Patina – die Zukunft der Endlichkeit (DLF Podcast)

Seitdem ich in Berlin lebe, frage ich mich, warum so viel Kneipen, Restaurants und Clubs das Alte und Gebrauchte hier so zelebrieren, wie die DDR-Tapete, Omas Geschirr oder auf dem Flohmarkt gefundene Stühle. Diese Vorliebe ist manchmal wirklich bizarr und auch wenn ich mich mittlerweile daran gewöhnt habe, fällt es mir trotzdem hin und wieder auf.

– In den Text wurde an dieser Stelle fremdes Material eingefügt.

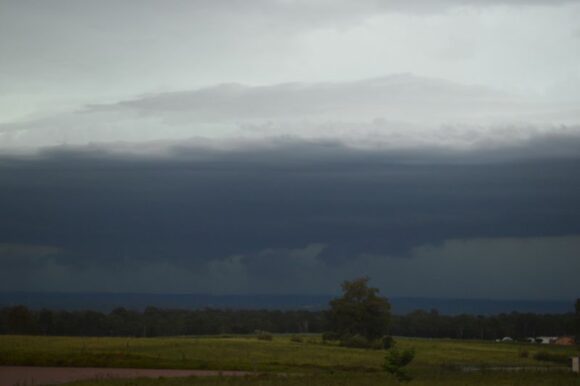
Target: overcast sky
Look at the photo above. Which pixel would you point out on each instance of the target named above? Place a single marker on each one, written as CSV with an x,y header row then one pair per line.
x,y
281,146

Viele Gäste finden offenbar die Patina, die Gebrauchs- und Verfallsspuren der Dinge, irgendwie anziehend. Berlin selbst mit seiner maroden Infrastruktur und seiner generellen Kaputtheit hat daraus irgendwie einen Lifestyle gemacht, der sich gut vermarkten lässt („Berlin Style“).

Aber auch in anderen Bereichen kann man den Hang zum Retro beobachten: Instagram-Filter, Rennräder aus den 1970ern, Filme und Serien, die im Stil des „Golden Age of Hollywood“ (wie „The Artist“) oder im Sciene-Fiction-Stil vor 30 Jahren produziert sind (wie „Stranger Things“). Der Popkritiker Simon Reynolds hat diese Rückwärtsgewandtheit für die Musik beschrieben und das Phänomen mit seiner Diagnose von der „Retromania“ versucht auf den Punkt zu bringen. Sampling und Diggin‘ in the Crates gehören selbstredend dazu: auch hier wird das Alte ja wahnsinnig gefeiert und gesucht.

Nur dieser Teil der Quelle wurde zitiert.